Performance and Cut-Off of Three Glomerular Filtration Rate Estimation Equations in a Population of Cameroonian Patients with Chronic Kidney Disease Stages 3 - 5 Non Dialyzed ()
1. Introduction
Chronic Kidney Disease (CKD) is becoming a major public health problem worldwide, and its prevalence is constantly increasing in low and middle-income countries. It is estimated that by 2030, more than 70 percent of patients with End Stage Kidney Disease (ESKD) will be residents of developing countries [1] [2]. At this stage, kidney replacement therapy (KRT) is the major modality used for management. This therapy modality is expensive for African patients. In Nigeria, with the average yearly cost of hemodialysis treatment at about 3.3million naira (US $22,000), and about 50% of the Nigerian population living below the global poverty level, only very few individuals can afford hemodialysis treatment [3]. Then, efforts have to be directed toward screening and early diagnosis of kidney disease with non-expensive tools. Therefore, the accurate and unbiased estimation of glomerular filtration rate (GFR), the best indicator of overall kidney function, is important for making diagnoses and therapeutic decisions in clinical practice [4].
The gold standard for evaluating GFR is the measured clearance of such exogenous markers as inulin. However, because of difficulty in use, expense, radiation exposure, and radionuclide regulatory requirements, these methods have limited use in the routine laboratory and are typically confined to the research setting. GFR is often estimated clinically from serum concentrations of endogenous creatinine [4]. In 2002, Guidelines developed by the National Kidney Foundation recommended the use of creatinine-based equations to estimate the level of GFR, such as the Modification of Diet in Renal Disease (MDRD) Study and Cockcroft-Gault (CG) equations [5]. Recently, the Kidney Diseases Improving Global Outcomes (KDIGO) organization recommended that creatinine-based eGFR should be reported using the 2009 Chronic Kidney Disease Epidemiology Collaboration (CKD-EPI) creatinine equation [6]. In practice, these equations are preferred as GFR determination is a simple, non-expensive, and internationally standardized test. Nonetheless, these equations have originally been developed and evaluated in North American patient cohorts with mild CKD and therefore might not simply be applicable to Sub-Saharan African (SSA) cohorts. Furthermore, discrepancies in their performances have been reported in sub-Saharan Africa [7] [8]. The CKD-EPI and MDRD equations performed better without the race coefficient in participants with GFR ≥ 60 mL/min/1.73m2, and cystatin C did not improve the performance of the equations. Bukabau et al. have suggested that MDRD and CKD-EPI equations without ethnic factors had better performance than the same equations with ethnic factors; the equations using Cystatine C (alone or combined with SCr) performed better than the creatinine-based equations [9]. But this study was performed in the Congolese healthy population.

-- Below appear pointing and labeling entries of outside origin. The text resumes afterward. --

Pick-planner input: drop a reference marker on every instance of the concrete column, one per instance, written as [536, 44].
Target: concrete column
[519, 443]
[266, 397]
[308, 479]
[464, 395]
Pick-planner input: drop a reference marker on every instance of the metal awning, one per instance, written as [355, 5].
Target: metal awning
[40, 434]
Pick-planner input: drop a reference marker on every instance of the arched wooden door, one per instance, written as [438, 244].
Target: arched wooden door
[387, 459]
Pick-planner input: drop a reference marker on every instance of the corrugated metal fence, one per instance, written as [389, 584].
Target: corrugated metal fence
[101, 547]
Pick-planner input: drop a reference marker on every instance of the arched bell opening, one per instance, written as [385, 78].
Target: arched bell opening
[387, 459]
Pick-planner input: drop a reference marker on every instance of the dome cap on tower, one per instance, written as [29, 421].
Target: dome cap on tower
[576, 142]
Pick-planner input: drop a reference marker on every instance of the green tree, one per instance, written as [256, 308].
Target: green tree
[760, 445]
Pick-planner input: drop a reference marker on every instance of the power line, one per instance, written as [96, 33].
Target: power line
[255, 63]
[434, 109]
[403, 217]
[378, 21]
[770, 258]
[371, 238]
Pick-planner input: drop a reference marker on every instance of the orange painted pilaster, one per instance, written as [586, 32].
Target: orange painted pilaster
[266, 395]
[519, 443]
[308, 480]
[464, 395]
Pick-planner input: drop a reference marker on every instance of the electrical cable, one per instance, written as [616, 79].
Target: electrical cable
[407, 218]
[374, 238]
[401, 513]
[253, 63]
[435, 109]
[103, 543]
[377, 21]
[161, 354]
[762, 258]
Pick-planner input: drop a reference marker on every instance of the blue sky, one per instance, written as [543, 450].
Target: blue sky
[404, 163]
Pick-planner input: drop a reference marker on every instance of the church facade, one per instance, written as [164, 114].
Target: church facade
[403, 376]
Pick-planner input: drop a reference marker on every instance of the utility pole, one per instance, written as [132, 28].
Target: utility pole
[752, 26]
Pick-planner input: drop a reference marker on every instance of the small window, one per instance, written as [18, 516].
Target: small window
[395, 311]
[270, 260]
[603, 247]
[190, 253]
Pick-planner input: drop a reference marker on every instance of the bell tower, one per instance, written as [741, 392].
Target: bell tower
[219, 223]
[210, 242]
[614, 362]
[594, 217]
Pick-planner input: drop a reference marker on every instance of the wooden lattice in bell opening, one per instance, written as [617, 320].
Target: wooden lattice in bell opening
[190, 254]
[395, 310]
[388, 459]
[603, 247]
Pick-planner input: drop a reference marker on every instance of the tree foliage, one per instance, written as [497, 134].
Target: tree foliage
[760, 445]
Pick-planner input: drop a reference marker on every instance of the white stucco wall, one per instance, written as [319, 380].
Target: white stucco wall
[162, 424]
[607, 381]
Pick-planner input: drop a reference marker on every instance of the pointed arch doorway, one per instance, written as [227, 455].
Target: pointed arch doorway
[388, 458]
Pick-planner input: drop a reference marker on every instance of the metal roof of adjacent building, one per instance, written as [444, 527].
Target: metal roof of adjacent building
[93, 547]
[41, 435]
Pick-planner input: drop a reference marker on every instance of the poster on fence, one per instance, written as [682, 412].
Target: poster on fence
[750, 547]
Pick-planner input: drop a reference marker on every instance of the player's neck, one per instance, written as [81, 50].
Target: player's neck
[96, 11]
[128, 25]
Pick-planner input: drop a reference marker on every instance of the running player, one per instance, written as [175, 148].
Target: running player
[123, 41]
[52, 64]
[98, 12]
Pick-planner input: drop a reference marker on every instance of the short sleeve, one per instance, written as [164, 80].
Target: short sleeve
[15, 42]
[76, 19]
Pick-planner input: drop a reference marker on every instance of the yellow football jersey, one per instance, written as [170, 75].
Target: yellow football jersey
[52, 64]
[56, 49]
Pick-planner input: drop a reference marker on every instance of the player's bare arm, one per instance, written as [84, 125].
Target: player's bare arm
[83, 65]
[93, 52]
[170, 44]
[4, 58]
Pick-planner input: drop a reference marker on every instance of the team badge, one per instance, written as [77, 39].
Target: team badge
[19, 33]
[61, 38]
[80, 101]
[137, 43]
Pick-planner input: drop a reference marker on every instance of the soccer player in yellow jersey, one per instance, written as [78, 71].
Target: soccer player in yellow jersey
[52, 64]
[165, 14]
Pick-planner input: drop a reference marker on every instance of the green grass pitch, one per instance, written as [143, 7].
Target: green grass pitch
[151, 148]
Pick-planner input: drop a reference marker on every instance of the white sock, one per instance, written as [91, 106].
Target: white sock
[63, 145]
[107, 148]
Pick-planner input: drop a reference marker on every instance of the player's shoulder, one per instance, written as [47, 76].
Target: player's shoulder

According to the K/DOQI CKD guidelines, the stage of kidney disease should be determined for each CKD patient, and the clinical action plan should be developed on the basis of the stage of disease [5]. Thus, inaccurate estimation of the GFR may lead to misclassification of patients and lead to inappropriate evaluation or treatment of these patients [10] [11], particularly ESKD patients.
We aim to evaluate the performance of the MDRD study, CKD-EPI, and CG equations against measured glomerular filtration rate (mGFR) to diagnose end-stage kidney disease in patients with CKD stage 3 - 5.
2. Methods
2.1. Study Setting and Population
We conducted a 5-month cross-sectional study at the outpatient department in a nephrology referral center in Yaoundé, Cameroon. We consecutively enrolled 27 non-dialysed patients aged more than 21 years, with CKD stages 3 to 5 (K/DOQI classification). Patients who had undergone an amputation or had a prosthesis, those who had the following comorbidities: Cancer, severe infection, heart or liver failure, and those with incomplete 24-hour urine collection, were excluded.
Before inclusion, we obtained a written consent from each participant after an explanation of the objectives, procedure, advantages, and disadvantages of the study. The ethical clearance was obtained from the ethical committee of Yaoundé General Hospital.
2.2. Data Collection
After informed consent, a standardized questionnaire was administered to collect data on age, gender, and comorbidities. Blood pressure (in mmHg) was measured in a sitting position on the left arm after at least 10 min of rest, using an electronic device (OMRON HEM-7222-Z intellisense). Two measures were taken 5 min apart, and the mean value was considered. We used a stadiometer (SECA®) to measure the height to the nearest 0.5 cm in the standing position. Weight was obtained at the nearest 0.1 kg with an electronic device (SECA®), the patient standing without shoes. BMI was calculated using the formula
in kg/m2.
The procedure of 24-hour urine sample collection was explained to participants, and they received the urine collection form and written instructions. The sample was obtained after an initial voiding in the morning upon awaking; thereafter, all urines were collected until the next morning upon awaking. This sample was immediately transported to the laboratory at ambient temperature for volume (to the nearest 10 ml), urinary urea, and creatinine measurements. A fasting venous blood sample was collected into a 5 ml dry tube and was immediately transported to the laboratory, where it was centrifuged and serum analysed for serum urea and creatinine. Serum and urine creatinine and urea were measured using an automated instrument according to standards using the enzymatic method (Roche/Hitachi/Cobas C 311).
2.3. Calculations
Estimated GFR in ml/min/1.73m2 was calculated using the following equations:
where SCr represents serum creatinine in mg/dl, age is measured in years, and weight in kg.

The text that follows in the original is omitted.